Even Al Gore has admitted exploiting ethanol in his global warming crusade for political reasons.

The 73-27 vote on an amendment by Sen. Diane Feinstein, D-Calif., exceeded the 60-vote threshold needed to advance the measure as part of an economic development bill. While the bill itself is unlikely to go anywhere, the vote, after an earlier disappointing vote on a procedural matter, signals that when the ethanol subsidy expires on Dec. 31 it is not likely to be renewed.

The amendment not only would repeal the Volumetric Ethanol Excise Tax Credit that subsidizes ethanol producers, a favored industry unlike Big Oil, but also a 54-cent a gallon tariff on foreign ethanol from the likes of Brazil.

According to the administration, oil from Brazil is good, but ethanol is not. Domestically produced ethanol is good but domestically produced oil is bad. Huh?

We would have wished to see more Republicans, indeed all, united against this poster child for government waste, another intervention in the free market in an attempt to pick winners and losers. Farm state senators and those with political ambitions sat this one out.

And the amendment does nothing to end the actual federal mandate specifying U.S. consumption of 36 billion gallons in "renewable fuels" each year until 2022. Without this mandate, the tariff and the tax credit, ethanol could not compete in the marketplace.

We agree with the former governor of energy-rich but off limits Alaska that we should end all energy subsidies, from oil to ethanol, and let the free market pick winners and losers.

Sarah Palin — in stark contrast to former Massachusetts Gov. Mitt Romney, who likes the Iowa-grown gas additive — takes particular aim at ethanol subsidies, which cost taxpayers about $5 billion last year.

Using agricultural crops for bio-fuels such as ethanol increases demand and raises prices. We've already seen "tortilla riots" in Mexico. And just go to the supermarket and check prices and you'll see the results of using 40% of the U.S. corn crop for ethanol production.

As Patrick Richardson reports in Pajamas Media, coming off the third largest corn harvest in U.S. history in 2010, the carryover (unsold corn still in elevators) constitutes only a two week supply, the lowest level since the Dust Bowl of the 1930s.

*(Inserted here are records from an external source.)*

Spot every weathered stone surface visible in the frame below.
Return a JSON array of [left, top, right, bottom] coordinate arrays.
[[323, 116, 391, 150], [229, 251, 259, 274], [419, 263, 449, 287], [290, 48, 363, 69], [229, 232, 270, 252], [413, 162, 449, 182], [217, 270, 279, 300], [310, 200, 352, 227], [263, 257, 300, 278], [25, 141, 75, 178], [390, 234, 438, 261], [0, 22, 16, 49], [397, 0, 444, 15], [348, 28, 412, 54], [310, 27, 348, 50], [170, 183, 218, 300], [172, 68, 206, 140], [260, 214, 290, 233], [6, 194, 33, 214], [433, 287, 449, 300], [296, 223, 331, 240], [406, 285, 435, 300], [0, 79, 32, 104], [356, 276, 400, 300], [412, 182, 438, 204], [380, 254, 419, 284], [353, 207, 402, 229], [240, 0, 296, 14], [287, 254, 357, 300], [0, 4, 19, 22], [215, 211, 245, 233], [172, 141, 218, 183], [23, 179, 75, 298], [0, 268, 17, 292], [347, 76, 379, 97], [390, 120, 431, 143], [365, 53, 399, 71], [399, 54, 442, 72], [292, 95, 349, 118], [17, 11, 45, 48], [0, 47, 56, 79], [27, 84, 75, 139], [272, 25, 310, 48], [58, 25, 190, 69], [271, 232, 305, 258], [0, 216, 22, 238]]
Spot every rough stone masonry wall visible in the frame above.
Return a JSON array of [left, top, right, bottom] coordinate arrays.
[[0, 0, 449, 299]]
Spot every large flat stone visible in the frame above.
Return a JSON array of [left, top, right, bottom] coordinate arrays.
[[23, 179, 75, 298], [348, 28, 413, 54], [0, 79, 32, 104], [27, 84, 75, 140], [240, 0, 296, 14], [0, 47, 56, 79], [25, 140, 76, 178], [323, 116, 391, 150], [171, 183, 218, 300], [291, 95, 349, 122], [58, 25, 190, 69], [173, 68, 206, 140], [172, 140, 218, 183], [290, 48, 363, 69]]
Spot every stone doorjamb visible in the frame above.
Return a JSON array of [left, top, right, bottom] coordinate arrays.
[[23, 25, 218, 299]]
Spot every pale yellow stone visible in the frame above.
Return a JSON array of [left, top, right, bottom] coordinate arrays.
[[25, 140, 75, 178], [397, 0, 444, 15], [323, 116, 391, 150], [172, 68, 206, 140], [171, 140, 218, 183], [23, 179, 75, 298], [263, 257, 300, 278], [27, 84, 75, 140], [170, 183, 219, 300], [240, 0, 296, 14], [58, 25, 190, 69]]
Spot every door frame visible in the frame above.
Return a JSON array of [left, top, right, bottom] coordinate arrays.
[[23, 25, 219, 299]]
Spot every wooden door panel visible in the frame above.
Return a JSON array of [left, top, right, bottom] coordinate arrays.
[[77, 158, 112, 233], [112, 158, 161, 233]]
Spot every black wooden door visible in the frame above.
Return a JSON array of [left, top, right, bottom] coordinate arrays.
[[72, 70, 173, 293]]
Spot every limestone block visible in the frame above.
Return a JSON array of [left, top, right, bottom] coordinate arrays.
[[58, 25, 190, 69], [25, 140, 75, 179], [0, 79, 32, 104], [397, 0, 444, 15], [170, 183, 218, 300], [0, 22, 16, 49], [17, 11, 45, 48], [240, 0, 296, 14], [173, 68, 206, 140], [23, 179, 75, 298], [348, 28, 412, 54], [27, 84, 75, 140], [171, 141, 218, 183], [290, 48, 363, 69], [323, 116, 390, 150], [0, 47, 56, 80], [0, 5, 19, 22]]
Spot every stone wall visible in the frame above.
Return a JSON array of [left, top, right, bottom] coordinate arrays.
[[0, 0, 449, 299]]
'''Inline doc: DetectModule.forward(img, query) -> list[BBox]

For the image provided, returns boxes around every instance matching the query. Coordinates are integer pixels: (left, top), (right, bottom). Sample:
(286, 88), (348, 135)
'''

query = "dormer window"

At this rate, we may soon be importing foreign corn as well as foreign oil.

According to a report prepared by 10 international organizations, including the World Bank and five different arms of the U.N., such as the Food and Agriculture Organization and the International Fund for Agricultural Development — we're not talking right-wingers here — increased bio-fuel mandates by governments could raise the price of coarse grains as much as 13%, oilseeds by 7% and vegetable oil 35% on average each year between 2013 and 2017.

Ethanol has never made much sense economically or environmentally. It never would have made it to market without politically motivated congressional mandates and huge subsidies.

Believers in free markets and less government need to join the effort to shuck corn as an energy source. Corn belongs in our breakfast cereal and on our dinner plates, not in our gas tanks.